I am aware of filtering bam files through the -q
and -f
parameters, though I don't know what I should give to -f
.
Here, for example, is the mapping of my scaffold1, with a length of 105192
samtools view contigs_against_ref.bam | grep "scaffold1," | cut -f1-5
(scaffold name) (FLAG) (HIT) (HIT_POS) (MAPQ)
scaffold1,105192 2048 NC_024468.2 10880006 60
scaffold1,105192 2048 NC_024468.2 20011587 60
scaffold1,105192 2048 NC_024468.2 35345645 29
scaffold1,105192 2064 NC_024468.2 38040128 24
(...)
scaffold1,105192 2064 NC_024468.2 48840231 60
scaffold1,105192 2048 NC_024468.2 58654417 19
(....)
scaffold1,105192 2064 NC_024468.2 114658611 60
scaffold1,105192 2048 NC_024468.2 115053147 60
scaffold1,105192 2048 NC_024468.2 115053624 41
(...)
scaffold1,105192 2064 NC_024468.2 129707383 60
scaffold1,105192 256 NC_024468.2 143808174 0
scaffold1,105192 2064 NC_024468.2 144478215 22
scaffold1,105192 2048 NC_024468.2 144478299 60
Same thing using my raw pacbio reads, here is read "29" mapping many times, but according to the FLAG they are all supplementary alignments?

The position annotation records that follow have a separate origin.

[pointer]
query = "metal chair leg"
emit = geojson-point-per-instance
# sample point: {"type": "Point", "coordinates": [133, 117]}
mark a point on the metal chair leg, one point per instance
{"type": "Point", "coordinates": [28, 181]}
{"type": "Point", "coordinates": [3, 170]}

29 0 NC_024465.2 13819334 60
29 2064 NC_024465.2 170243992 60
29 2048 NC_024465.2 13741283 60
29 2048 NC_024462.2 88062987 60
29 2048 NC_024468.2 83284448 60
29 2064 NC_024463.2 12104985 1
29 2064 NC_024459.2 209527685 31
Appreciate your attention,
Ricardo
Thank you for clearing it up. Same when I use the raw pacbio reads? I expect Structural Variation, the reference is from a different genotype of my plant.
I want to see where my reads map in the reference, in order to clean out reads that don't belong to the target region that I am trying to assemble. So I'm not interested in the SVs just yet, though it is the long run objective to identify them!